The median follow-up duration was 22 mo in the GEM group and 27 mo in the AG group. Compared with GEM, median disease-free survival (12.2 mo vs 15.8 mo, P = 0.039) and overall survival (20.6 mo vs 28.3 mo, P = 0.028) were significantly improved in the AG group. The 2-year overall survival rates were 63.3% and 43.3% in the AG and GEM groups, respectively.
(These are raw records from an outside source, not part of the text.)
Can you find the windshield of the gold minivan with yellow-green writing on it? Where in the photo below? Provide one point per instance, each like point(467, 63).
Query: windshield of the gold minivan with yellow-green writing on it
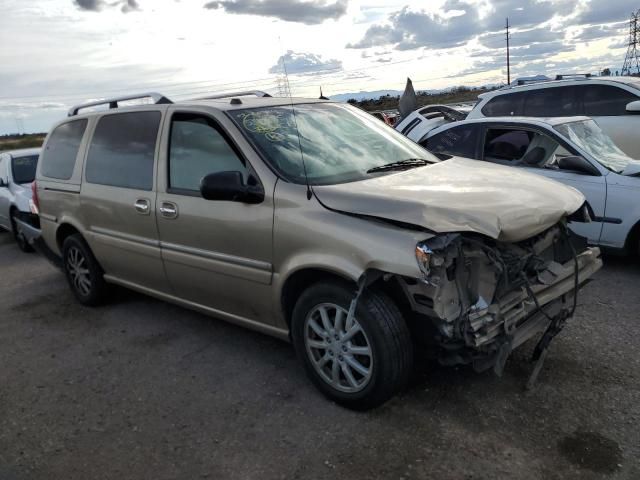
point(339, 143)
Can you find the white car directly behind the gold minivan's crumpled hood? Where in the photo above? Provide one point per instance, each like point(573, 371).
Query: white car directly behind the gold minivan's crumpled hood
point(573, 151)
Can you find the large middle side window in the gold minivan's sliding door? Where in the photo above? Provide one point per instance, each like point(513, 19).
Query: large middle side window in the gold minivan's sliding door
point(122, 150)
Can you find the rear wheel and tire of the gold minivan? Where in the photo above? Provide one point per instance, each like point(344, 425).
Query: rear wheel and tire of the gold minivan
point(83, 272)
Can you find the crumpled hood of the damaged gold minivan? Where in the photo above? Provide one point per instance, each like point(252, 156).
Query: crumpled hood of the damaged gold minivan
point(460, 195)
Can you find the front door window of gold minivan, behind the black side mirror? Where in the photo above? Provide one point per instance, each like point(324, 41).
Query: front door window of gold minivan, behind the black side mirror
point(197, 149)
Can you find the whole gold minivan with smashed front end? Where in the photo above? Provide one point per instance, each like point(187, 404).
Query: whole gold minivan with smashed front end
point(313, 222)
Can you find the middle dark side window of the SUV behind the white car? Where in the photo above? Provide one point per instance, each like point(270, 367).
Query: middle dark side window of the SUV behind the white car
point(552, 102)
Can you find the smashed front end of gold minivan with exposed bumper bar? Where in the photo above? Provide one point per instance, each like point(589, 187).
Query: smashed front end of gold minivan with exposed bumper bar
point(484, 328)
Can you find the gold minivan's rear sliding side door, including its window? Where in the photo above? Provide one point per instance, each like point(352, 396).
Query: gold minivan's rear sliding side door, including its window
point(118, 198)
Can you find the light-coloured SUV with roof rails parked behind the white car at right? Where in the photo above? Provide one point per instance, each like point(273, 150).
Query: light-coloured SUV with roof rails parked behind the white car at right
point(613, 102)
However, the incidence of sensory neuropathy was significantly higher in the AG than in the GEM group (53.3% vs 23.3%, P < 0.001).

Research conclusions

This study suggested that AG significantly improved disease-free survival and overall survival of patients with resected PDAC. AG may be a potential option for postoperative adjuvant chemotherapy of resectable PDAC.

Research perspectives

The present study had several limitations due to its retrospective study design. It was also a single-center, nonrandomized controlled study with potential selection bias. However, our results initially indicated the efficacy and safety of AG for resectable PDAC. The ongoing Phase III APACT study is investigating survival for adjuvant GEM compared with AG for resected PDAC. We look forward to seeing the results of this study that are expected by 2022.